Plaintiff’s lawyers are also taking a close look at ingredients – to determine if touted anchor ingredients are prominent enough.  For example in Coe v. Gen. Mills, Inc., No. 15-CV-05112-TEH, 2016 WL 4208287, at *1 (N.D. Cal. Aug. 10, 2016) (Order denying Mot. to Dismiss), Plaintiffs argued (successfully at the pleading stage) that General MillsCheerios Protein product labeling is misleading because it implies that the product is essentially the same as normal Cheerios but with added protein.  While Plaintiffs acknowledge that Cheerios Protein does have more protein than regular Cheerios (Plaintiffs calculate that 200 calories of Cheerios contains 6 grams of protein, whereas 200 grams of Cheerios Protein contains 6.4 or 6.7 grams of protein), they argue that this smidgen of an increase is so immaterial as to be misleading.  In another example, in Nazari v. Gen. Mills, Inc., No. 2:16-cv-02015 (E.D. Cal.
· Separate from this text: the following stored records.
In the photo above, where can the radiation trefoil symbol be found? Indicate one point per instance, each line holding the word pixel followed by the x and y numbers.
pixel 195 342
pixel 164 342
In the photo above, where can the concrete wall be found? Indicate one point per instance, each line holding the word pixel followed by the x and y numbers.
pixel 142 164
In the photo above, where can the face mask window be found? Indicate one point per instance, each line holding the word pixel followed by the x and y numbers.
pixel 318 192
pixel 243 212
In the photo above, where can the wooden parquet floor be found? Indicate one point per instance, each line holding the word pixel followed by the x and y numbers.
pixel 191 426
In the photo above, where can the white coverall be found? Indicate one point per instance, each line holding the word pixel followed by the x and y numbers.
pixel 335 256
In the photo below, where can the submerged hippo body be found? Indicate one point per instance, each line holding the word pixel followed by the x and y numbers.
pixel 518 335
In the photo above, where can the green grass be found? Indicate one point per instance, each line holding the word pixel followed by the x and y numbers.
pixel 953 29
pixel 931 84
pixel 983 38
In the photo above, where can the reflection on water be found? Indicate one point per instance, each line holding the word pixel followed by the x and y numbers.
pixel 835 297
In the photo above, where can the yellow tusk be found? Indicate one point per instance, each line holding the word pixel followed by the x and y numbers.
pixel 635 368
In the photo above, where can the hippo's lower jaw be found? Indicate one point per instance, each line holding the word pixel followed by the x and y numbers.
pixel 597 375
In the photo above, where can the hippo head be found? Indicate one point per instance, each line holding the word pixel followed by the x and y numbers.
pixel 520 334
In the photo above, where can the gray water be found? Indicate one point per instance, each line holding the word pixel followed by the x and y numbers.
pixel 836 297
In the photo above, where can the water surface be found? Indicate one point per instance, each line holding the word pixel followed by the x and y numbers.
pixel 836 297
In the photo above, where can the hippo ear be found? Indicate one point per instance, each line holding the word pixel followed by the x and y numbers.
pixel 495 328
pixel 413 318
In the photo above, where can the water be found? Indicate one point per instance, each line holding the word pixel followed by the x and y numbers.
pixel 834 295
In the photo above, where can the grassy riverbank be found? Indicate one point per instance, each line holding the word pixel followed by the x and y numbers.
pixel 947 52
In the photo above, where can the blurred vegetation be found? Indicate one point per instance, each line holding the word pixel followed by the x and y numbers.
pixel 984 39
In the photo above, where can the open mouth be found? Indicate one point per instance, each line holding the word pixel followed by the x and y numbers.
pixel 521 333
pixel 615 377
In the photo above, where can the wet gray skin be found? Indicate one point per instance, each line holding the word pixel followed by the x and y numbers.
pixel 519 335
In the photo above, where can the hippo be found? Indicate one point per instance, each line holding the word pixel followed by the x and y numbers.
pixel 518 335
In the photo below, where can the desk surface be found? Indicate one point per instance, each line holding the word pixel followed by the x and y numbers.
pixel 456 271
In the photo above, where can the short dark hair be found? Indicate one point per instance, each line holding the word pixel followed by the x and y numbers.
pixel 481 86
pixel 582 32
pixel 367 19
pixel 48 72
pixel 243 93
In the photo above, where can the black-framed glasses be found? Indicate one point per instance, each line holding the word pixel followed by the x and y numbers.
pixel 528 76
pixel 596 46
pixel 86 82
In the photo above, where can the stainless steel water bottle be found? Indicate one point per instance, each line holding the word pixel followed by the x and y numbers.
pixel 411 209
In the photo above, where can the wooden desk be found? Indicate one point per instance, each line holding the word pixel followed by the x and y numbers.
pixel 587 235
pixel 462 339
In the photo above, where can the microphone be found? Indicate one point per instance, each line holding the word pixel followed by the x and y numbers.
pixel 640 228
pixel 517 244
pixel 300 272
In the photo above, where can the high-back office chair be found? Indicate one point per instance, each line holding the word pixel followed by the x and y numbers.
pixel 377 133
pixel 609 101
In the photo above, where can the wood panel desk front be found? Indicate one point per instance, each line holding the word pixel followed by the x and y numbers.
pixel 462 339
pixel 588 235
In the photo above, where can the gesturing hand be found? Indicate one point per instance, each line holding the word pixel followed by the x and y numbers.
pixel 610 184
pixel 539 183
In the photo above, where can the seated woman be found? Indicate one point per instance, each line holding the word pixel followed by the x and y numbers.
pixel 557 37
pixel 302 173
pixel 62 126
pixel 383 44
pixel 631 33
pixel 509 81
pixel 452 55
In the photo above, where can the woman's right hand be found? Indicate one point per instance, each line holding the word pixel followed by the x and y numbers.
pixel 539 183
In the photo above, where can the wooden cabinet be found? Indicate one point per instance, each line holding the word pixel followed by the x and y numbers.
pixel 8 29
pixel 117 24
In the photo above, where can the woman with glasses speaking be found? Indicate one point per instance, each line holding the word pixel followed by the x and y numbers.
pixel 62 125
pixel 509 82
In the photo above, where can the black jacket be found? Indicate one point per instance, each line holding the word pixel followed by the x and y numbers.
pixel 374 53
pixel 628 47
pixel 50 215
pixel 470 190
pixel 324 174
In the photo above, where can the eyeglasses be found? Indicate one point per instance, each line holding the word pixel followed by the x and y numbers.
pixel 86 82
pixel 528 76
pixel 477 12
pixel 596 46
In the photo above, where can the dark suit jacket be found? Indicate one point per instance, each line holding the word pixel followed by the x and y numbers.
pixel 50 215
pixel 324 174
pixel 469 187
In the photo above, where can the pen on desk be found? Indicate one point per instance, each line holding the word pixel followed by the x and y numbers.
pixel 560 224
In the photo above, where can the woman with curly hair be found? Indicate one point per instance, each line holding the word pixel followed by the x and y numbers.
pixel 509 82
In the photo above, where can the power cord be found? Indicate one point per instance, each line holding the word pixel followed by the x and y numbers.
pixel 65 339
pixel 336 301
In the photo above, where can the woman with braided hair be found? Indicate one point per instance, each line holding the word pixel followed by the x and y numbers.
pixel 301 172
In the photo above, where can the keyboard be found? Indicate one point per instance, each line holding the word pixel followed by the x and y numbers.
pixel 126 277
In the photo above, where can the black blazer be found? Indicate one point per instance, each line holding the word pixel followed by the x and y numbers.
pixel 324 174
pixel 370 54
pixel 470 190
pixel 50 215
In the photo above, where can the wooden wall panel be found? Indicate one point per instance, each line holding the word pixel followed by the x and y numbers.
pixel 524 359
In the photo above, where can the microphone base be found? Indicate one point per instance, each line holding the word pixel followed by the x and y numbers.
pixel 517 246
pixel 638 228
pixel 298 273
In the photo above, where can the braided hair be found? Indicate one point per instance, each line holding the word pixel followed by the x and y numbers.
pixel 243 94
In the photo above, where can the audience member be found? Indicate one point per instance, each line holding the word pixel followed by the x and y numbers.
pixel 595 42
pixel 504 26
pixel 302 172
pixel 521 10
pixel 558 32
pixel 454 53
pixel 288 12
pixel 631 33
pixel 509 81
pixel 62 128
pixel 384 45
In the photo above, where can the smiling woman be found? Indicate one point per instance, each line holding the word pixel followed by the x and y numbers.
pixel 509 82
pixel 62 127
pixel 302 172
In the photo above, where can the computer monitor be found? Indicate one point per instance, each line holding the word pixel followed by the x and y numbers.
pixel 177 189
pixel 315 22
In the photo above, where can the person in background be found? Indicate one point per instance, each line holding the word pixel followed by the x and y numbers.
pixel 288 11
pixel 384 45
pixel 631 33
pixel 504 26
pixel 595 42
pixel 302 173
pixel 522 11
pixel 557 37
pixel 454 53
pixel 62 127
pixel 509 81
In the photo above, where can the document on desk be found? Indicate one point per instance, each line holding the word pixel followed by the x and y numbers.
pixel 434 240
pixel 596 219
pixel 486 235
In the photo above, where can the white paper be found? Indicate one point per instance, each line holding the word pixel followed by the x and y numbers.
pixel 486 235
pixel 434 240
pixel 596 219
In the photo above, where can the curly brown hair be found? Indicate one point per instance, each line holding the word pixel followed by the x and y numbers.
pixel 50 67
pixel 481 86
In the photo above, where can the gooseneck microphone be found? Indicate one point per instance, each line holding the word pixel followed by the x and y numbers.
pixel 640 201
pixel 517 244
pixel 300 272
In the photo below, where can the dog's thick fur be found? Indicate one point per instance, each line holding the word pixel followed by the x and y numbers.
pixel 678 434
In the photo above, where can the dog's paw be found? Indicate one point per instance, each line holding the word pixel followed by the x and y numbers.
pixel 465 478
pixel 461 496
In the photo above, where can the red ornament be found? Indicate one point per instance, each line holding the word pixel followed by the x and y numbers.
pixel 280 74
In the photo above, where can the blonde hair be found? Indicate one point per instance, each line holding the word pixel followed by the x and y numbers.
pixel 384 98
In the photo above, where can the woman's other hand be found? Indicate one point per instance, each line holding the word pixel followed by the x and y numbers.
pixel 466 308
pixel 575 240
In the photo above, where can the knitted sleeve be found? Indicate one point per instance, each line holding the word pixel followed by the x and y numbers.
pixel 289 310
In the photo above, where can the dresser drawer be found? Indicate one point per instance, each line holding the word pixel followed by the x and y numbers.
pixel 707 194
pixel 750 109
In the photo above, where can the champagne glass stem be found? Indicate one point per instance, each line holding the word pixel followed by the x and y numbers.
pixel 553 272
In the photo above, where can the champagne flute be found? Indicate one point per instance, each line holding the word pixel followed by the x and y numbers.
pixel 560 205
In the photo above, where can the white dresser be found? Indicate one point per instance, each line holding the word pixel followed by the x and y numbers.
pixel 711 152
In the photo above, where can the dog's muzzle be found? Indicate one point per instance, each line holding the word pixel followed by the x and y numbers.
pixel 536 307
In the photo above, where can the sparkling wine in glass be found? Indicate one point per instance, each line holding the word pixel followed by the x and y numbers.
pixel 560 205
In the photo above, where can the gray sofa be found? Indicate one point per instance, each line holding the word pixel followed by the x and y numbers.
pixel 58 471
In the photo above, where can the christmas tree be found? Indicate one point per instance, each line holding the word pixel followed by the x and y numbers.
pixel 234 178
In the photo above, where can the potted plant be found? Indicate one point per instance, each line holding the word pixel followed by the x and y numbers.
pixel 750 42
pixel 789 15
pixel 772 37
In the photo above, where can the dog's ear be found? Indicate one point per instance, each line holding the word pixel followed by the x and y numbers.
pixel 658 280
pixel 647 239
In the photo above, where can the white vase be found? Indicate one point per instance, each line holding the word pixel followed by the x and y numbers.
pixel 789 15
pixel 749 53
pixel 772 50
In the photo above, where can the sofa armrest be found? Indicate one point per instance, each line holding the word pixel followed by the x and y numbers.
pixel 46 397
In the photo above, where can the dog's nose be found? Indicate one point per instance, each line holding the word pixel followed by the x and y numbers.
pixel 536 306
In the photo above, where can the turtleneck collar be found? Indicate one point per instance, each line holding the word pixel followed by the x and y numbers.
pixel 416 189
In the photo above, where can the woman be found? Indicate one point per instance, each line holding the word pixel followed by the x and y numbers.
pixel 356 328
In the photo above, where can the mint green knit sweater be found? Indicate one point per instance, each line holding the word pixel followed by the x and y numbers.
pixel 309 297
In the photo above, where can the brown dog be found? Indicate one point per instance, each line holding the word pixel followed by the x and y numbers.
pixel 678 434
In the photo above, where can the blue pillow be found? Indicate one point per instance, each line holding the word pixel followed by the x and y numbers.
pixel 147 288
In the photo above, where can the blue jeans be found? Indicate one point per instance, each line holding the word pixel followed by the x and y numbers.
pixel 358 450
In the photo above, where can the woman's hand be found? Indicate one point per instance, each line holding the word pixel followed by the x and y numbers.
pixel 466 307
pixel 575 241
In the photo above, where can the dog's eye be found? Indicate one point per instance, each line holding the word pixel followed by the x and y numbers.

Aug. 23, 2016), the Plaintiff sued Target with a proposed class action alleging the retailer’s up & up™ Green Aloe Vera Gel lacks traces of Aloe Vera.  Plaintiff alleges that while the product is labelled as an “aloe vera gel” with “pure aloe vera,” its laboratory testing (which it contends would have revealed acemannan, the key compound in aloe vera) could detect no active aloe ingredient.  In another example, in Torrent v. Thierry Oliver., No. 2:15-cv-02511 (C.D. Cal. Sept. 2, 2016) (denying motion to dismiss), Plaintiff survived dismissal on claims that Natierra brand Himalania Goji berries are misleadingly labeled because they are not berries from the Himalayan mountain region in China – which was inferred by the “Himalania” brand name.  In labelling, as in everything else, attention to detail counts.

We will update you on these trends as they progress.